4 - Para se tratar de um "mero facto objectivo", teria de conter o nome de todas a." pessoas que, como o ora recorrente, optaram por contribuir para a festa através do peditório da eucaristia a tal destinado, bem como de todas aquelas que pura e simples mente não quiseram, ou não puderam, para ela contribuir - e ainda assim, a divulgação/anúncio de tal "lista" não deixaria de se traduzir num juízo de valor depreciativo: os "sovinas e indignos da festa", comparativamente à lista "dos bons", os que contribuíram, com pouco que fosse ...

5 - Não existe qualquer tipo de explicação, motivo, ou razão atendível para que um tal anúncio seja feito numa qualquer igreja, por uma qualquer comissão de festas ou do que quer que seja, e muito menos numa terra pequena como K... ...

6 - Independentemente da veracidade da imputação que lhe é feita pelos arguidos, sempre o ora recorrente a reputaria de ofensiva, dado ser o tipo de "facto" que não pode/deve ser divulgado, por se referir à esfera íntima e pessoal da vida privada de cada um - abrangida, portanto, pelo nº 3 do artigo 180º do Código Penal - o que deixou bem expresso nos artigos 5° e 6° da acusação particular por si deduzida.

7 - A conduta dos arguidos é censurável criminalmente, uma vez que o juízo de valor ínsito no "facto" anunciado, que faz parte da intimidade da vida privada de qualquer pessoa e também do ora recorrente, é ofensivo do seu bom nome, honra, fama e consideração e este sentiu-se, efectivamente, ofendido no seu bom nome, honra. fama e consideração, encontrando-se, consequentemente, preenchidos todos os requisitos do tipo legal do crime de difamação, não assistindo. consequentemente, qualquer razão ao douto despacho recorrido quando entende que os factos não constituem crime.

8 - Também não assiste qualquer razão ao douto despacho recorrido, quando entende que o ora recorrente "desistiu ou renunciou ao exercício do direito de queixa contra um dos comparticipantes", no caso, o pároco de K.... o que beneficiaria os restantes, pois "o procedimento criminal não poderia prosseguir contra qualquer um dos denunciados".

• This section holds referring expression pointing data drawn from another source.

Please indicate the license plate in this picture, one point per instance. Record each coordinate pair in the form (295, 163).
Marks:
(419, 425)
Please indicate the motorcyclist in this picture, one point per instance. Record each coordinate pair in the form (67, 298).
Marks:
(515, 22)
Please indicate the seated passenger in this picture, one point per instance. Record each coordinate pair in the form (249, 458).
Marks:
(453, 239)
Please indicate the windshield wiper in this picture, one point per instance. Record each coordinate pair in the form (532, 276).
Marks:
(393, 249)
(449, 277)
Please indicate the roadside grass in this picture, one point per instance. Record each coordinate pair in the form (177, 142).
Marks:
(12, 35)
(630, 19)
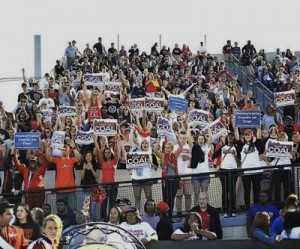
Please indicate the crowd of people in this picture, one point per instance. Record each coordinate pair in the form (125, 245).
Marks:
(187, 148)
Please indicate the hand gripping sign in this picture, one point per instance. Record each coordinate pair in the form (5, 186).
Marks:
(137, 160)
(84, 137)
(105, 127)
(93, 79)
(284, 98)
(279, 149)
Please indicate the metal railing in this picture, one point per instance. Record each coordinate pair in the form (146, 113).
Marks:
(233, 188)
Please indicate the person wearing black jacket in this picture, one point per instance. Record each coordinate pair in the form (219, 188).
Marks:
(209, 215)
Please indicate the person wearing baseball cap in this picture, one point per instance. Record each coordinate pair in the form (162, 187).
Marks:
(134, 224)
(249, 148)
(164, 227)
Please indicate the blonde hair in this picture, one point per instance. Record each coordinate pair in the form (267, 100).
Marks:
(59, 224)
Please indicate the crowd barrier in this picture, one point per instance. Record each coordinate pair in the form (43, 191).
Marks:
(231, 178)
(223, 244)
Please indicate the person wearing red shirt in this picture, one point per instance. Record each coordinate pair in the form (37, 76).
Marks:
(33, 178)
(108, 164)
(65, 175)
(152, 85)
(10, 236)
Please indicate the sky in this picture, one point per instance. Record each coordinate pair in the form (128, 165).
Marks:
(268, 25)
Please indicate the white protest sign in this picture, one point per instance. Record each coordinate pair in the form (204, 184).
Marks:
(58, 139)
(67, 111)
(84, 137)
(93, 79)
(105, 127)
(137, 159)
(285, 98)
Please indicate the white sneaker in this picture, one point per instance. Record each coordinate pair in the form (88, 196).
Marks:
(225, 215)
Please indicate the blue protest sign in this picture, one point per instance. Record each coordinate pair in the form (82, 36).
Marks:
(27, 140)
(178, 104)
(247, 119)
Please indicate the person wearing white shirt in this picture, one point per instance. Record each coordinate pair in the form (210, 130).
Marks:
(142, 230)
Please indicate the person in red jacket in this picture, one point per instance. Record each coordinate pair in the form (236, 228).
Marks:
(10, 236)
(33, 178)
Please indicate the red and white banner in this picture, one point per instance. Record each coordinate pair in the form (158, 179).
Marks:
(137, 159)
(285, 98)
(105, 127)
(93, 79)
(84, 137)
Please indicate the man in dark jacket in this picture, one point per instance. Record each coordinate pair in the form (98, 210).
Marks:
(209, 215)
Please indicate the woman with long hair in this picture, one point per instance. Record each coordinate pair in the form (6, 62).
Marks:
(260, 229)
(202, 146)
(229, 159)
(193, 230)
(51, 234)
(291, 225)
(249, 147)
(89, 173)
(169, 168)
(108, 160)
(24, 220)
(141, 176)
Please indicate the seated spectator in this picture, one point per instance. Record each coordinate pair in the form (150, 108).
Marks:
(193, 229)
(209, 216)
(67, 216)
(52, 229)
(24, 220)
(37, 216)
(142, 230)
(115, 216)
(262, 206)
(46, 209)
(291, 225)
(260, 229)
(149, 216)
(164, 227)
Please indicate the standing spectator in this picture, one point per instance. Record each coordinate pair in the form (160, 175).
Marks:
(141, 176)
(229, 160)
(227, 50)
(142, 230)
(202, 49)
(89, 173)
(281, 175)
(24, 220)
(262, 206)
(33, 178)
(99, 49)
(108, 160)
(10, 236)
(260, 229)
(70, 53)
(184, 160)
(249, 149)
(164, 227)
(65, 176)
(209, 215)
(169, 165)
(236, 51)
(193, 229)
(52, 229)
(199, 163)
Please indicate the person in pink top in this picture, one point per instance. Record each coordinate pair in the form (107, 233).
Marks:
(108, 164)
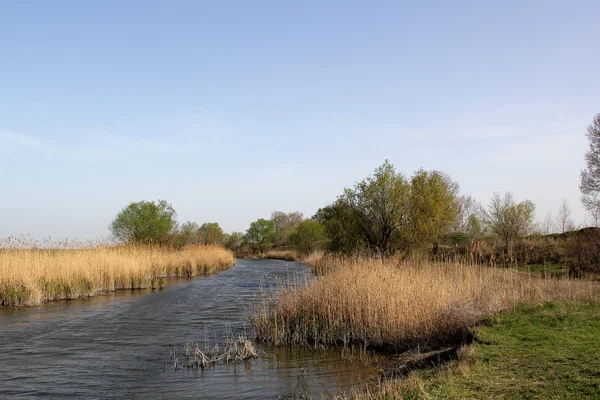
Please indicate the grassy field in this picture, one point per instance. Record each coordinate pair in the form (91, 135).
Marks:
(34, 276)
(549, 351)
(391, 306)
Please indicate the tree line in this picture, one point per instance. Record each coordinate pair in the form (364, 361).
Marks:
(385, 214)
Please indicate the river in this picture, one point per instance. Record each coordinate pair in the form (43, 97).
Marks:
(119, 345)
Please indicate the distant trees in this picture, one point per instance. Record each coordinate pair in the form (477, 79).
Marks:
(309, 236)
(590, 177)
(469, 216)
(285, 224)
(563, 219)
(260, 235)
(386, 213)
(509, 219)
(234, 242)
(145, 222)
(433, 208)
(210, 233)
(188, 232)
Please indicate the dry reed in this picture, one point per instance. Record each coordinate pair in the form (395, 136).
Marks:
(390, 305)
(286, 255)
(31, 276)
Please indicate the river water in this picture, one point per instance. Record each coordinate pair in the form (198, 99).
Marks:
(119, 345)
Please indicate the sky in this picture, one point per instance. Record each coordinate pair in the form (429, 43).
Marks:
(230, 110)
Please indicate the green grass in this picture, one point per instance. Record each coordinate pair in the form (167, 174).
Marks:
(544, 352)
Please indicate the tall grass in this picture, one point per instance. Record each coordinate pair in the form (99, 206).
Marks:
(286, 255)
(31, 276)
(390, 305)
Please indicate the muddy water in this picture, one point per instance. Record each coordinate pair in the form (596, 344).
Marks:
(119, 345)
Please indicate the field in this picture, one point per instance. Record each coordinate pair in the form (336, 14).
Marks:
(547, 351)
(34, 276)
(398, 307)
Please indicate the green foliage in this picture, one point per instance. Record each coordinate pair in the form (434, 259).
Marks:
(285, 226)
(310, 236)
(210, 233)
(341, 225)
(385, 213)
(508, 219)
(188, 232)
(145, 222)
(433, 207)
(234, 241)
(260, 235)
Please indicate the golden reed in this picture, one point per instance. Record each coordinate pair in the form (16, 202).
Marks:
(31, 276)
(399, 306)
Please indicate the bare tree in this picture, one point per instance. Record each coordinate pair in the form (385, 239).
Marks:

9 - Com efeito, o ora recorrente apresentou queixa contra "incertos", precisamente por não saber quem havia feito o quê, quem tinha elaborado o comunicado e quem havia decidido a sua leitura (tendo, obviamente, conhecimento do teor do comunicado) - os autores destes comportamentos seriam os autores do crime de difamação cometido contra o ora recorrente.

10 - O ora recorrente nada "escolheu" - limitou-se a denunciar os factos, requerendo que os "incertos" que os praticaram fossem descobertos e identificados pelo Ministério Público, após o que, notificado para o efeito, contra estes deduziu acusação particular.

11 - Está o ora recorrente absolutamente convencido de que o Sr. Pároco de K... não teve conhecimento do teor do documento senão no momento da sua leitura e por causa dela e que, portanto, em nada contribuiu para o cometimento do crime planeado pelos arguidos e ainda de que, se o pároco tivesse tido conhecimento prévio do teor do documento, o não teria lido.

12 - No entanto, se assim não for, se em sede de audiência de discussão e julgamento se vier a demonstrar que o pároco de K... conhecia o teor do documento e que, ainda assim, quis lê-lo, então terá o ora recorrente prazo para contra ele concretamente participar criminalmente pela prática do crime de difamação de que, agora, por indicação do Ministério Público, apenas acusou os arguidos.

13- Temos, pois, que os factos denunciados constituem crime, existem indícios suficientes de o mesmo se ter verificado e os seus autores foram identificados pelo Ministério Público e indicados ao ora recorrente, que contra eles deduziu acusação particular, pelo que podia e devia a acusação particular deduzida ter sido recebida e, consequentemente, admitido o pedido cível deduzido.

14 - Ao decidir da forma explanada no douto acórdão recorrido, violou, entre outros, o douto despacho recorrido, os artigos 283°, 285° e 311º do Código de Processo Penal e os princípios, penal e constitucionalmente consagrados, da legalidade, da tipicidade e do acusatório.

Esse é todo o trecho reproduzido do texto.